Extremely powerful eruptions related to the evolution of stars or supernovae seem closely related to the evolution of life on our planet.
Or so he suggests The article is available at Geophysical Research Letters, which describes the relationship between the amount of visible organic matter in sediments and the frequency of supernovae. This association occurred in the past 3.5 billion years, and is particularly evident over the past 500 million years.
According to Henrik Svensmark and colleagues, supernovae alter the Earth’s climate. They lead, inter alia, to the emergence of temperature differences between the equator and the polar region, which in turn translate into strong winds and mixing of ocean waters. This latter phenomenon is essential to supplying ecosystems with nutrients. Increases biological productivity and the amount of organic matter that ends up in the sludge.
Supernovae are the explosions of stars resulting from their evolution
Conversely, warmer climates are associated with weaker winds and less visible ocean mixing. As a result, the amount of nutrients is lower – so is the vital productivity. Obviously there is less organic matter that precipitates with this. Evidence for the relationship between supernovae and life on Earth is supported by evidence covering the deposition of nutrients in the oceans over the past 500 million years. Members of the research team noticed a correlation between the occurrence of cosmic eruptions and the amount of these deposits.
How is the amount of nutrients in the oceans measured? Scientists usually do this by measuring the trace elements in pyrite found in shale on the sea floor. By measuring the ratio of carbon-13 to carbon-12, scientists are able to estimate the amount of organic matter. This is more common with carbon 12.
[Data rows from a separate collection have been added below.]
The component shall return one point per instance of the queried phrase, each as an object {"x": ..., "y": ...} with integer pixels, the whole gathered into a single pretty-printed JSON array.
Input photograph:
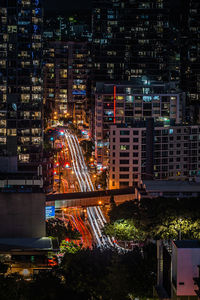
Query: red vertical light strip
[{"x": 114, "y": 104}]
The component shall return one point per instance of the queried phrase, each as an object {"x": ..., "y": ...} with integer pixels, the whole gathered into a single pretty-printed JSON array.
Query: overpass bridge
[{"x": 93, "y": 198}]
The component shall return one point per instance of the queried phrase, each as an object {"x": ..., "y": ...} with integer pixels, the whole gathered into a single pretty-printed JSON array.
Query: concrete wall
[
  {"x": 22, "y": 215},
  {"x": 185, "y": 263}
]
Previously collected data indicated that the Earth’s climate changes when the amount of cosmic rays reaching our planet increases or decreases. The frequency of supernova explosions can vary by several hundred percent over geologic time scales, and related changes are noticeable even from today’s perspective. This is because cosmic rays produced by supernovae reach the solar system, collide with the Earth’s atmosphere and ionize it. This can translate into changes in cloud formation, which in turn regulate the amount of solar energy that reaches the Earth’s surface and affects its climate.